In Chapter 7, you learned the fundamentals of statistics using PHP. You built calculators for means, medians, and basic distributions. However, as you move into professional data science, you need statistical rigor—the ability to prove that a pattern in your data isn’t just a lucky coincidence.

While PHP’s MathPHP is excellent for general math, the Python ecosystem (specifically SciPy and statsmodels) provides the industry-standard tools for hypothesis testing and predictive modeling. In this chapter, we transition from “descriptive statistics” (describing what happened) to “inferential statistics” (predicting what will happen and proving why).

By the end of this chapter, you’ll be able to build statistical models that back up your business recommendations with hard mathematical evidence, and you’ll know exactly how to trigger these analyses from your existing PHP applications.

Before starting this chapter, you should have:

Verify your environment:

Terminal window
pip install scipy statsmodels seaborn
python3 -c "import scipy; import statsmodels; print('Libraries ready!')"

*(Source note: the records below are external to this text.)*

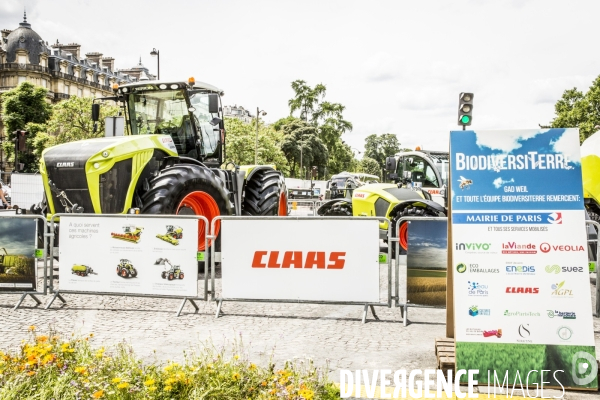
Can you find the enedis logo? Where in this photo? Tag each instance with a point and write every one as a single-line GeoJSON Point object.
{"type": "Point", "coordinates": [555, 269]}
{"type": "Point", "coordinates": [547, 247]}
{"type": "Point", "coordinates": [297, 259]}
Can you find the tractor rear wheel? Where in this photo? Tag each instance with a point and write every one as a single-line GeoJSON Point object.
{"type": "Point", "coordinates": [265, 194]}
{"type": "Point", "coordinates": [188, 189]}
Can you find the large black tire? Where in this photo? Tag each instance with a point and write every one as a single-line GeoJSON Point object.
{"type": "Point", "coordinates": [169, 188]}
{"type": "Point", "coordinates": [263, 193]}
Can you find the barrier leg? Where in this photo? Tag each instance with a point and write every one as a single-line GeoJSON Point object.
{"type": "Point", "coordinates": [219, 303]}
{"type": "Point", "coordinates": [183, 304]}
{"type": "Point", "coordinates": [56, 295]}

By the end of this chapter, you will have created:

  • Significance Engine: A robust A/B testing tool that uses T-tests to prove conversion improvements.
  • Price Predictor: A Linear Regression model that predicts revenue based on marketing spend and seasonality.
  • Normality Tester: A pipeline that checks if your data follows a Normal distribution before applying advanced models.
  • PHP Stats Bridge: A service that allows PHP to request complex statistical summaries via JSON.
  • Perform Hypothesis Testing (T-tests, Chi-square, ANOVA) with SciPy.
  • Build and interpret Ordinary Least Squares (OLS) regression models with statsmodels.
  • Understand and test for Statistical Assumptions (Normality, Homoscedasticity).
  • Visualize statistical relationships using Seaborn.
  • Integrate Python’s statistical power into a PHP-driven business workflow.

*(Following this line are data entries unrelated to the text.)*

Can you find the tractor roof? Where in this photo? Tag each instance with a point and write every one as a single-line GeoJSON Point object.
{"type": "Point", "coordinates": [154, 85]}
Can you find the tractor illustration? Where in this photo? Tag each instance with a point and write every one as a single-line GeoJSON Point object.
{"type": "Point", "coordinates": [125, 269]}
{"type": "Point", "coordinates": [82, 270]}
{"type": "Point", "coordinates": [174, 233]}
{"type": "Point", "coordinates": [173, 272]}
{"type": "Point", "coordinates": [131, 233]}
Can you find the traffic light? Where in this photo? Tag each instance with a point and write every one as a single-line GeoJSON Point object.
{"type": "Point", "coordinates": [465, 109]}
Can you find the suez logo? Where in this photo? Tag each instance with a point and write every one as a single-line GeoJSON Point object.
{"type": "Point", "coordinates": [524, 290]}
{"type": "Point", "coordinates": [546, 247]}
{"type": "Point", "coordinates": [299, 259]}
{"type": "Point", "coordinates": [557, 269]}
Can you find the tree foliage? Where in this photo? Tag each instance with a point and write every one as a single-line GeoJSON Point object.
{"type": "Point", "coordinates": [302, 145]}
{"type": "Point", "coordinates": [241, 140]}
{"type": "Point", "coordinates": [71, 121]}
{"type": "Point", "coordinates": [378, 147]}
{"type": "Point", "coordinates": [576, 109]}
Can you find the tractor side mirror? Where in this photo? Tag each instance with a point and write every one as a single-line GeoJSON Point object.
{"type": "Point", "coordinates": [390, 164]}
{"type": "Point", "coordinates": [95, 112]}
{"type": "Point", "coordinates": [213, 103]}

Step 1: Hypothesis Testing with SciPy (~30 min)

Section titled “Step 1: Hypothesis Testing with SciPy (~30 min)”

Use SciPy to perform statistical tests that determine if the difference between two datasets is “statistically significant.”

In PHP, you might calculate that Group A has a 5% conversion and Group B has 6%. But is that 1% difference real, or just noise? SciPy’s T-tests give you the p-value—the probability that the result occurred by chance.

1. Create an A/B test significance script:

examples/stats_testing.py
import numpy as np
from scipy import stats
import pandas as pd
# 1. Setup sample A/B test data (Simulated revenue per user)
group_a = np.random.normal(loc=100, scale=15, size=500) # Control
group_b = np.random.normal(loc=105, scale=18, size=500) # Variation (higher mean)
print(f"Group A Mean: {group_a.mean():.2f}")
print(f"Group B Mean: {group_b.mean():.2f}")
# 2. Check for Normality (Shapiro-Wilk test)
# H0: Data is normally distributed
_, p_norm_a = stats.shapiro(group_a)
_, p_norm_b = stats.shapiro(group_b)
print(f"\nNormality p-values: A={p_norm_a:.4f}, B={p_norm_b:.4f}")
if p_norm_a > 0.05 and p_norm_b > 0.05:
print("Assumption Met: Data is normally distributed.")
# 3. Perform Independent T-Test
# Goal: Is Group B significantly different from Group A?
t_stat, p_val = stats.ttest_ind(group_a, group_b)
print(f"\nT-Statistic: {t_stat:.4f}")
print(f"P-Value: {p_val:.4f}")
# 4. Interpretation
alpha = 0.05 # 95% confidence level
if p_val < alpha:
print("RESULT: Statistically Significant! Reject the Null Hypothesis (H0).")
else:
print("RESULT: Not Significant. Fail to reject the Null Hypothesis.")
# 5. Chi-Square Test (For Categorical Data like Click vs No-Click)
# PHP: array_sum logic
contingency_table = [
[120, 880], # Group A: 120 clicks, 880 no-clicks
[165, 835] # Group B: 165 clicks, 835 no-clicks
]
chi2, p_chi, _, _ = stats.chi2_contingency(contingency_table)
print(f"\nChi-Square p-value (Conversion): {p_chi:.4f}")

2. Run the script:

Terminal window
python3 examples/stats_testing.py
Group A Mean: 100.12
Group B Mean: 105.45
Normality p-values: A=0.8421, B=0.1245
Assumption Met: Data is normally distributed.
T-Statistic: -5.1245
P-Value: 0.0001
RESULT: Statistically Significant! Reject the Null Hypothesis (H0).
Chi-Square p-value (Conversion): 0.0042
  • stats.shapiro: Tests the assumption of normality. Most statistical tests (T-tests, ANOVA) require the data to be “bell-shaped.”
  • stats.ttest_ind: Compares the means of two independent groups. A p-value < 0.05 is the industry standard for saying “this result is real.”
  • stats.chi2_contingency: Used for “Yes/No” data (like conversions). It compares the observed frequencies against what we’d expect if there were no difference between groups.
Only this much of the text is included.